One of more than 200 pieces included in the sale, it was estimated at $60,000-80,000 on December 17.

Six early editions of Monopoly, a popular game in the Forbes household, were included in the sale, most of them acquired by Forbes's sons in homage to their father's love of capitalism.

The game of Monopoly has a long and complicated history and an extensive and sometimes contradictory literature. However, there can be no doubt that it became the cultural phenomenon that it did because of an unemployed Philadelphia-area heating engineer by the name of Charles Darrow.

Although Darrow was once supposed to have invented the game of Monopoly - a supposition he encouraged - it is now understood that he was introduced by friends in the Philadelphia area to a home-spun version of the game in early 1933.

Using Atlantic City street names, Monopoly was one of a number of analogous land-trading games that had a modest following in the early decades of the 20th century. They included The Landlord's Game, patented in 1904 by Lizzie J. Magie, a Quaker from Virginia whose belief in Henry George's single tax theory led her to create a game that showed that the landlord always won.

However, Darrow saw that he could reproduce and sell 'his' new game as a way to support his family through the Great Depression, and he set to work producing sets entirely by hand: drawing and colouring the playing-surface, typing deeds and draw-cards on index cards, and cutting houses and hotels from strips of pine.

By this method, Darrow is thought to have produced one or two sets a day before production moved to a nearby printing works where a further 5000 sets were created for local distribution.

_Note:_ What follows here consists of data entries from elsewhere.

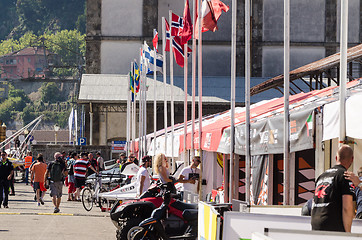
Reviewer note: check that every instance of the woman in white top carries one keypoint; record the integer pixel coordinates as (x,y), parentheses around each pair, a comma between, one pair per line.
(160,167)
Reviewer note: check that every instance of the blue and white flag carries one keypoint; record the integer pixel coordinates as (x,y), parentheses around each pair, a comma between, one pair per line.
(148,55)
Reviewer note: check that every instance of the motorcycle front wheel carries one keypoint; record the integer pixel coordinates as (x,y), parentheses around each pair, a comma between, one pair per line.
(139,233)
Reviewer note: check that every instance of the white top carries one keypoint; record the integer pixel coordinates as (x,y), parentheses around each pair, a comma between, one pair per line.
(187,172)
(146,184)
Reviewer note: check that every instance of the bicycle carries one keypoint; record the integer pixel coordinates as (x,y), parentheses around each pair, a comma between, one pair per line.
(90,194)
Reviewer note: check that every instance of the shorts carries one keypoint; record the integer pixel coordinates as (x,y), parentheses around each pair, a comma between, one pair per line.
(79,182)
(39,185)
(56,189)
(71,187)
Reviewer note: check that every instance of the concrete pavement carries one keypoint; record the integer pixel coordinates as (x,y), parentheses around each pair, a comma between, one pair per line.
(25,220)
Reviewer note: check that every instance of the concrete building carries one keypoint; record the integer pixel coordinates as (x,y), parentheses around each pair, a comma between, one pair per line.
(116,30)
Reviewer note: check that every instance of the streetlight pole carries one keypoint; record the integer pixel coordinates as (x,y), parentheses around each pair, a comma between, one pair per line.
(56,129)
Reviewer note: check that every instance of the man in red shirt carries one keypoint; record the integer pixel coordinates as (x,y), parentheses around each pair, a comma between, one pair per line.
(80,170)
(37,175)
(28,160)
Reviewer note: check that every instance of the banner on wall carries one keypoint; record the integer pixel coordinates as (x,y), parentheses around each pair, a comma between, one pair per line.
(266,135)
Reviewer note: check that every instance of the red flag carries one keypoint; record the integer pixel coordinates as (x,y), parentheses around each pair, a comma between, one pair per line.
(155,40)
(176,24)
(167,45)
(210,12)
(186,32)
(178,50)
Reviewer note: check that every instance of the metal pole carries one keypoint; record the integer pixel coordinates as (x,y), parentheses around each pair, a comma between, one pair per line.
(232,99)
(90,124)
(164,79)
(286,163)
(343,72)
(186,162)
(247,98)
(128,130)
(154,100)
(172,98)
(193,83)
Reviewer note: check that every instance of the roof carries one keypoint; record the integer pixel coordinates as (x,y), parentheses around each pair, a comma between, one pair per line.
(112,88)
(48,136)
(317,66)
(29,51)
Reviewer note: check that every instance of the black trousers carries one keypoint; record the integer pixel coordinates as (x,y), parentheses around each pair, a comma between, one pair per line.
(4,188)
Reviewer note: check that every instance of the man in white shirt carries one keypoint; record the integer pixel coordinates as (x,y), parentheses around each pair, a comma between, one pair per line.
(143,176)
(190,175)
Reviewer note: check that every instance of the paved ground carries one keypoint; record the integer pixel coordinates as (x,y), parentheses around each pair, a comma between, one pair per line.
(24,220)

He copyrighted Monopoly late in 1933 and the following year, at the second time of asking, sold the game to leading games publisher Parker Brothers in a deal that would make him a millionaire.

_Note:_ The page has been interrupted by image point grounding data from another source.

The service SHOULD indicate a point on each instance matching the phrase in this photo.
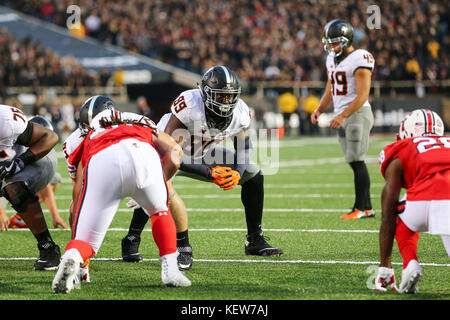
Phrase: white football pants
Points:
(129, 168)
(429, 216)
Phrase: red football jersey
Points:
(102, 138)
(426, 166)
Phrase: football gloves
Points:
(225, 177)
(385, 280)
(10, 167)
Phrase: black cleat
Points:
(130, 249)
(185, 258)
(256, 245)
(49, 256)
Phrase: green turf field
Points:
(325, 258)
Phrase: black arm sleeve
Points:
(200, 170)
(243, 154)
(25, 137)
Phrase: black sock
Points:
(362, 185)
(43, 236)
(138, 222)
(183, 239)
(252, 197)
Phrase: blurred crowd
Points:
(27, 63)
(264, 39)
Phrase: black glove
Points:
(9, 168)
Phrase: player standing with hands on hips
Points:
(348, 88)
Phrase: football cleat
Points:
(256, 245)
(67, 276)
(17, 222)
(385, 280)
(411, 276)
(185, 258)
(130, 249)
(84, 272)
(358, 214)
(170, 275)
(49, 257)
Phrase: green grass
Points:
(323, 259)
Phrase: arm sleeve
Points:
(24, 138)
(244, 149)
(200, 170)
(364, 59)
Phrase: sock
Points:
(407, 242)
(183, 239)
(138, 222)
(43, 236)
(164, 232)
(252, 197)
(84, 248)
(362, 185)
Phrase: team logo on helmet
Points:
(421, 122)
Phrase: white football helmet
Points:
(421, 122)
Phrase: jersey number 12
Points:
(339, 78)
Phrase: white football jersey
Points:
(341, 75)
(12, 124)
(73, 142)
(189, 109)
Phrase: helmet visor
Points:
(222, 101)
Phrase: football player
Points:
(45, 195)
(419, 162)
(28, 162)
(200, 119)
(93, 106)
(348, 87)
(120, 157)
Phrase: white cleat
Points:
(171, 276)
(411, 276)
(68, 275)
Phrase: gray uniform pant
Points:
(354, 134)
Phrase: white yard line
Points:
(253, 261)
(267, 195)
(235, 230)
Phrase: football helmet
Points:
(220, 89)
(43, 121)
(93, 106)
(337, 31)
(421, 122)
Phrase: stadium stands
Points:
(264, 40)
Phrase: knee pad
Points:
(250, 172)
(253, 181)
(19, 195)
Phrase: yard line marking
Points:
(197, 210)
(237, 229)
(254, 261)
(314, 162)
(238, 196)
(267, 185)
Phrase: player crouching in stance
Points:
(28, 163)
(419, 162)
(121, 158)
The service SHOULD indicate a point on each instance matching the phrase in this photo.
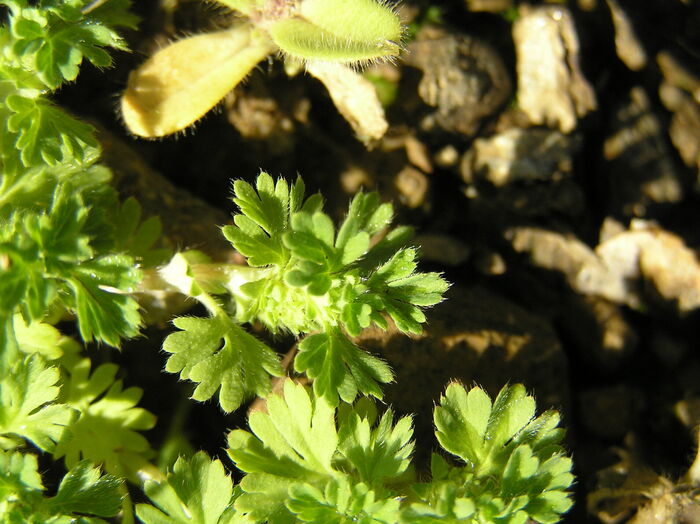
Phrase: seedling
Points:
(70, 250)
(180, 83)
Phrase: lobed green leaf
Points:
(219, 355)
(197, 490)
(29, 407)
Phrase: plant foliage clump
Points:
(70, 250)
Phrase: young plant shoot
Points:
(182, 82)
(71, 251)
(303, 276)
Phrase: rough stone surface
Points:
(464, 79)
(641, 170)
(627, 44)
(551, 88)
(519, 155)
(620, 266)
(474, 336)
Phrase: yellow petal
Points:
(182, 82)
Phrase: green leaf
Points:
(501, 443)
(107, 430)
(45, 134)
(379, 453)
(28, 409)
(138, 238)
(300, 468)
(18, 473)
(398, 290)
(197, 490)
(341, 502)
(84, 490)
(220, 356)
(340, 368)
(265, 216)
(104, 312)
(49, 255)
(54, 38)
(293, 442)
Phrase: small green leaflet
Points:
(46, 134)
(106, 431)
(340, 368)
(219, 355)
(28, 407)
(43, 46)
(340, 502)
(82, 491)
(301, 468)
(376, 453)
(197, 490)
(49, 256)
(501, 443)
(264, 218)
(53, 39)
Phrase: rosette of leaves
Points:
(305, 276)
(514, 467)
(183, 81)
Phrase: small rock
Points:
(412, 186)
(474, 336)
(519, 155)
(464, 79)
(639, 161)
(680, 93)
(620, 265)
(551, 88)
(627, 45)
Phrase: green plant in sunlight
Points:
(73, 260)
(183, 81)
(306, 461)
(304, 275)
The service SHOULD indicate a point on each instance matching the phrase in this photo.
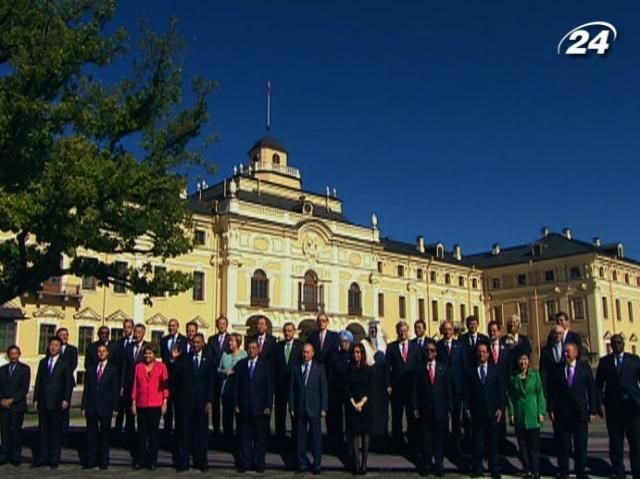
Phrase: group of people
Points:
(442, 391)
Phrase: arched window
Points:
(310, 293)
(355, 300)
(259, 289)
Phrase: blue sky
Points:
(456, 120)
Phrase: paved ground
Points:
(221, 463)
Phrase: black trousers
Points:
(253, 440)
(433, 432)
(148, 429)
(50, 428)
(529, 449)
(308, 432)
(11, 432)
(566, 433)
(620, 422)
(484, 431)
(192, 438)
(98, 440)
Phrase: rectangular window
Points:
(434, 311)
(551, 309)
(381, 305)
(47, 331)
(198, 286)
(85, 336)
(421, 309)
(578, 309)
(119, 286)
(200, 237)
(7, 334)
(523, 312)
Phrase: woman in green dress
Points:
(526, 408)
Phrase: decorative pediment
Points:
(199, 320)
(157, 319)
(118, 316)
(87, 314)
(48, 312)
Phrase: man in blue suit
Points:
(308, 399)
(484, 402)
(254, 400)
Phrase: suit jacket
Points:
(575, 402)
(51, 389)
(613, 387)
(398, 374)
(310, 399)
(129, 366)
(331, 344)
(165, 353)
(213, 347)
(266, 352)
(483, 400)
(282, 370)
(253, 395)
(432, 400)
(191, 389)
(15, 386)
(456, 364)
(101, 397)
(91, 354)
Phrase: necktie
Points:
(570, 374)
(287, 352)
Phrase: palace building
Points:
(266, 246)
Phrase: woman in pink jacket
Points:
(149, 401)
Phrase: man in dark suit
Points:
(133, 355)
(192, 380)
(69, 355)
(515, 343)
(91, 354)
(216, 346)
(51, 397)
(287, 354)
(484, 402)
(452, 354)
(400, 361)
(254, 400)
(167, 342)
(14, 386)
(420, 330)
(618, 382)
(432, 401)
(572, 404)
(117, 357)
(308, 400)
(99, 404)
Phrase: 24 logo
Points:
(580, 41)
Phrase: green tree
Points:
(87, 164)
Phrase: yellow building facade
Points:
(265, 246)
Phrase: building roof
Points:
(551, 246)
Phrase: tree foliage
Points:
(87, 164)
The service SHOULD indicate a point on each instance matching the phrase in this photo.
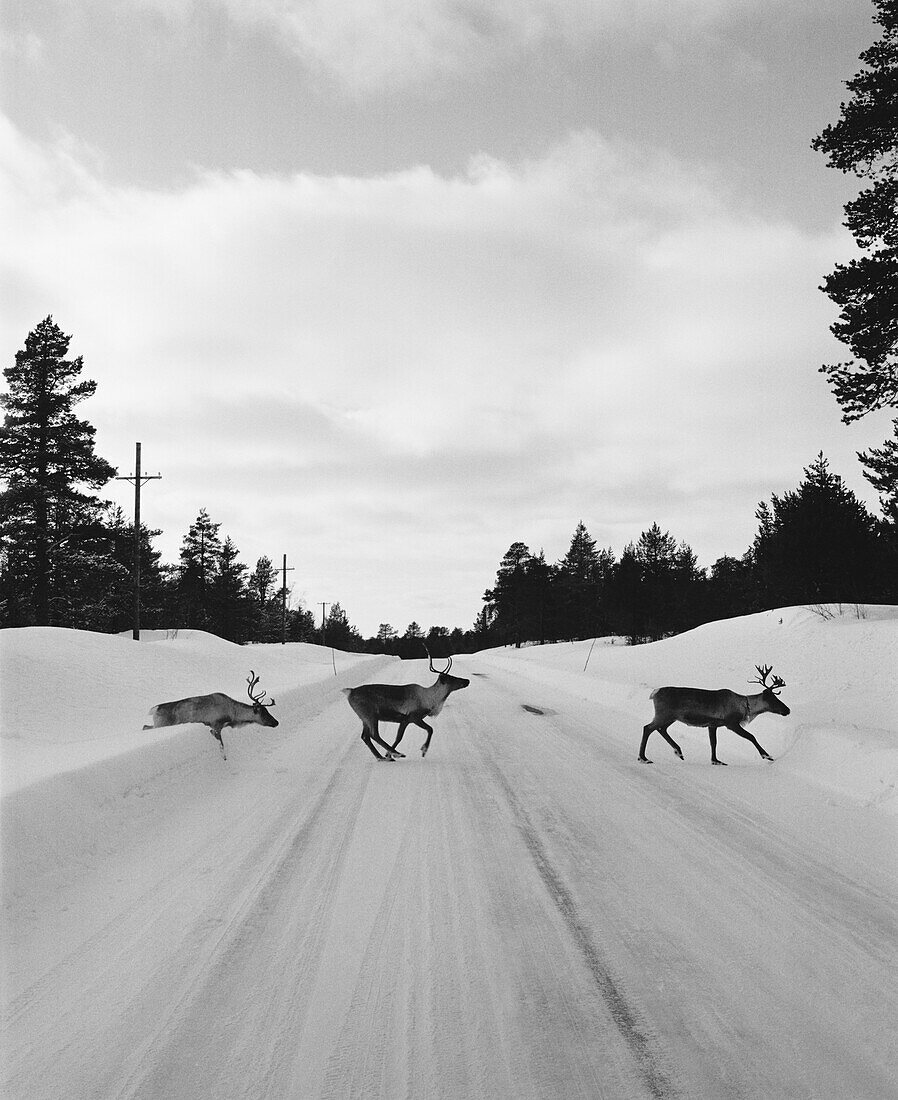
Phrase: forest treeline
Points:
(67, 556)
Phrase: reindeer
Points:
(694, 706)
(215, 711)
(407, 704)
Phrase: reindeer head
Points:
(453, 683)
(771, 691)
(260, 707)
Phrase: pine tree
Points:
(200, 554)
(818, 545)
(582, 575)
(865, 142)
(47, 461)
(266, 609)
(230, 614)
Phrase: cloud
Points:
(367, 45)
(398, 376)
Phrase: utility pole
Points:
(284, 605)
(138, 479)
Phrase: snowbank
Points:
(840, 664)
(73, 699)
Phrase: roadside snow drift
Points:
(526, 913)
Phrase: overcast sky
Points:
(387, 285)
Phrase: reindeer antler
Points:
(252, 680)
(438, 672)
(777, 683)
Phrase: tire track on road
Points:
(632, 1029)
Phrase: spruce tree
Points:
(819, 545)
(47, 462)
(865, 142)
(200, 554)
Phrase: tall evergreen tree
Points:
(582, 578)
(818, 545)
(47, 462)
(508, 595)
(266, 623)
(200, 554)
(230, 603)
(865, 142)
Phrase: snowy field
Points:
(525, 913)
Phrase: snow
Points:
(528, 912)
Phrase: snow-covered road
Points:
(526, 913)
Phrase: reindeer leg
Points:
(646, 734)
(373, 734)
(217, 734)
(429, 729)
(712, 733)
(670, 741)
(398, 738)
(367, 739)
(744, 733)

Parker sensibly bought the rights to The Landlord's Game for $500 and a yet closer game, Finance, for $10,000 in order to protect their investment, but one of Darrow's great innovations had been the codification of the rules of Monopoly. Certainly future legal cases surrounding the multi-million dollar Monopoly franchise would see it that way.

Charles E. Todd, a hotel manager of Germantown, Philadelphia, who was among the friends who taught the game to Darrow, recalled in a 1976 court testimony that while learning the game Darrow asked him, "Don't you have any rules? I said, no, it is just a fun game for us. He said, will you write me the rules as you remember them and anything you think ought to be changed or improved? I said, oh, yes, be glad to help".

The Forbes collection also included the Monopoly set from which Charles Darrow first learned the game sometime in February or March 1933.

This version of the game made by Charles Todd originated with one Ruth Hoskins, who is now credited with applying New Jersey street names to the game-board. Through a spelling mistake, this very set introduced a famous and enduring error to the US version of Monopoly. Todd copied the place-name of Marven Gardens (a plot of land between Margate and Ventnor Streets in Atlantic City) as Marvin Gardens. Charles Darrow copied Todd, Parker Bros. copied Darrow, and the name has been Marvin Gardens ever since.

Charles E. Todd sold this set to the Monopoly historian Ralph Anspach, who later sold it at Sotheby's New York in December 1992, when it was acquired by Malcolm Forbes. This framed set, in a traditional square format, sold at $21,000.